Opera duikt tegenwoordig overal op, in de meest uiteenlopende gedaantes en soms zo verrassend van vorm dat je je afvraagt of het nog wel opera is. Geen grote koorzangen of donderende orkesten. Wel spoken word, hiphop of ambient. Opera is hip. Is dat erg?
De voetbalopera. A workout opera. The Blogpera. Pornopera. Ballad Opera. Mijn bezoek aan de Operadagen in Rotterdam brengt me elk jaar meer in verwarring. Op het programma staan talloze opera’s aangekondigd, maar na elke editie vraag ik me opnieuw af: heb ik nou eigenlijk wel opera’s gezien? De vaak vrolijke voorstellingen die zichzelf expliciet tot de kunstvorm rekenen, doen heus wel iets met muziek en zang, maar bij de kunstvorm stel ik me toch iets anders voor: een doorgecomponeerde voorstelling, waarin de muziek het dramaturgisch kloppend hart is. Een combinatie van zang, muziek, én regie; zonder regie is het een oratorium of gewoon een concert, en zonder doorgecomponeerde muziek kan het ook net zo goed muziektheater of musical zijn. Zoiets. Hoewel deze regels in mijn hoofd eigenlijk nogal vloeibaar zijn; wanneer ik dacht: ‘waar is de opera’, ging dat vooral over een gevoel, een intuïtie van wat het zou moeten zijn. Iets met grootse gevoelens.

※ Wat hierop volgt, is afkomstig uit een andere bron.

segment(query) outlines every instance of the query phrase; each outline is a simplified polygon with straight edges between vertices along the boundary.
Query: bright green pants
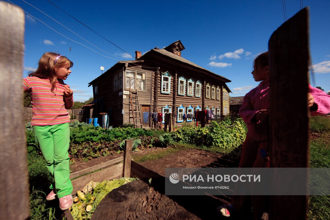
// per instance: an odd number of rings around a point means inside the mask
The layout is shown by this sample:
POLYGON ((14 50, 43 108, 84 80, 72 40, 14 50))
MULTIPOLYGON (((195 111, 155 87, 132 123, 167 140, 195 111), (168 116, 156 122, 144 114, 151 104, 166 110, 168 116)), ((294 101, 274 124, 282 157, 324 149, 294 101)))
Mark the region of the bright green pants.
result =
POLYGON ((47 163, 46 166, 55 179, 50 188, 55 189, 58 198, 71 194, 73 188, 69 179, 69 123, 34 126, 33 129, 36 143, 47 163))

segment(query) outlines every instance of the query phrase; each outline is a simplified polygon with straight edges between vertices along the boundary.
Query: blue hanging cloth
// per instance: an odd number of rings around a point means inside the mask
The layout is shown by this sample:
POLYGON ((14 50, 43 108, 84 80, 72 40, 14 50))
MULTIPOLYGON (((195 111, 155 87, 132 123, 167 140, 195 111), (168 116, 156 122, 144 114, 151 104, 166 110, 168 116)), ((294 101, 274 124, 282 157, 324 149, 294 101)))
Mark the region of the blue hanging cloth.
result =
POLYGON ((149 121, 149 112, 143 113, 143 122, 148 123, 149 121))

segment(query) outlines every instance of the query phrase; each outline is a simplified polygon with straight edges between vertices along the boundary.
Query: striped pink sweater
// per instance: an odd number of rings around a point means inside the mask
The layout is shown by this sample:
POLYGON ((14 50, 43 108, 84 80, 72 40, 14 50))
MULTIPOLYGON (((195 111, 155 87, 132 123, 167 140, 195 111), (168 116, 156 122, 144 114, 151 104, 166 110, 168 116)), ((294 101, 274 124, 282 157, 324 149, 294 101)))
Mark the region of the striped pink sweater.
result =
POLYGON ((33 126, 52 125, 70 122, 69 113, 73 105, 73 95, 64 96, 64 85, 57 80, 53 92, 48 79, 35 76, 28 77, 23 80, 24 92, 31 93, 33 126))

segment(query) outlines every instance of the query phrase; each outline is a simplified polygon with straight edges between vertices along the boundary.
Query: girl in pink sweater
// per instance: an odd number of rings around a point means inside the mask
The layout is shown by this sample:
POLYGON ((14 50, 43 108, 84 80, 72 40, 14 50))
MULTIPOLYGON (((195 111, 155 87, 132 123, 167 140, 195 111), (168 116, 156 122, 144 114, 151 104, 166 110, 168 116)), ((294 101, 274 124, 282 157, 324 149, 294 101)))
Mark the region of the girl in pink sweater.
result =
MULTIPOLYGON (((256 82, 261 81, 244 96, 239 111, 240 115, 247 124, 248 133, 243 145, 240 167, 269 167, 268 130, 269 107, 269 79, 268 53, 258 56, 253 62, 251 73, 256 82)), ((309 85, 307 102, 312 116, 324 115, 330 112, 330 95, 309 85)), ((262 196, 234 195, 231 204, 218 207, 223 215, 229 217, 230 212, 248 213, 252 205, 254 219, 261 218, 267 209, 265 197, 262 196)))

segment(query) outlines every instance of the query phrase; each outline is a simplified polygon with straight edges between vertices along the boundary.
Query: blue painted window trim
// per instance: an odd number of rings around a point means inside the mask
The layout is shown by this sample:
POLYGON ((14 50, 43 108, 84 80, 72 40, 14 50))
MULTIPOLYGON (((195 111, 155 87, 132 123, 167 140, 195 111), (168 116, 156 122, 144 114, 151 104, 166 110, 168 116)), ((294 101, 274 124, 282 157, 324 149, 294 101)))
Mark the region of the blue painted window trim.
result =
POLYGON ((170 75, 170 73, 168 72, 168 71, 166 71, 165 73, 162 73, 161 77, 162 80, 160 84, 160 92, 163 94, 170 94, 171 93, 171 75, 170 75), (168 92, 163 91, 163 76, 169 77, 168 92))
POLYGON ((162 113, 163 113, 163 121, 162 122, 162 124, 165 124, 165 122, 164 121, 164 120, 165 119, 165 118, 164 117, 165 116, 164 114, 164 109, 165 108, 166 109, 170 109, 170 113, 171 113, 172 112, 172 108, 170 108, 170 107, 168 107, 168 105, 166 105, 166 106, 165 106, 165 107, 163 107, 162 108, 162 113))
POLYGON ((201 83, 199 80, 198 80, 196 82, 196 84, 199 84, 199 95, 197 95, 196 93, 196 89, 197 88, 197 87, 196 87, 195 88, 195 97, 200 97, 201 94, 202 94, 202 83, 201 83))
POLYGON ((184 107, 182 105, 181 105, 180 106, 178 107, 178 114, 177 116, 177 122, 183 122, 183 117, 182 117, 182 120, 179 120, 179 109, 183 109, 183 112, 182 113, 182 115, 183 114, 184 114, 184 107))
POLYGON ((191 96, 191 97, 192 97, 192 96, 194 96, 194 81, 193 80, 191 79, 188 79, 187 80, 187 96, 191 96), (192 94, 191 94, 191 95, 188 95, 188 86, 189 85, 189 82, 190 82, 192 83, 192 94))
POLYGON ((184 96, 185 94, 185 85, 186 85, 186 78, 183 76, 179 77, 178 79, 178 95, 184 96), (180 80, 183 80, 184 82, 184 84, 183 85, 183 93, 180 94, 179 93, 179 88, 180 87, 180 80))
POLYGON ((189 120, 188 119, 188 116, 188 116, 188 109, 192 109, 192 110, 191 110, 191 114, 194 114, 194 108, 193 107, 191 107, 191 105, 189 105, 189 107, 188 107, 187 108, 187 122, 192 122, 192 118, 191 118, 191 120, 189 120))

Het wildste voorbeeld van het rekken van de grenzen van opera was misschien wel de ‘voetbalopera’ Hi Ha Hondelul in 2014, geregisseerd door Ineke Nijssen van het Vlaamse productiehuis Het Kip. De muziek bestond uit bestaande Sparta-supportersliederen, schreeuwend en a capella gezongen vanaf een tribune. De zangers waren vooral amateurs, een aantal spelers was werkelijk uit het stadion geplukt. De dramatische lijn was het verloop van een denkbeeldige wedstrijd, het publiek zag alleen de supporters op de tribune. Aan de liederen en de expressie van de gezichten viel het drama af te lezen. Een geestige voorstelling, barstend van energie, maar evenwel liet het je murw gebeukt achter; subtiliteit was ver te zoeken. De grote emoties waar opera zich zo voor schijnt te lenen waren hier wel heel erg opgedrongen.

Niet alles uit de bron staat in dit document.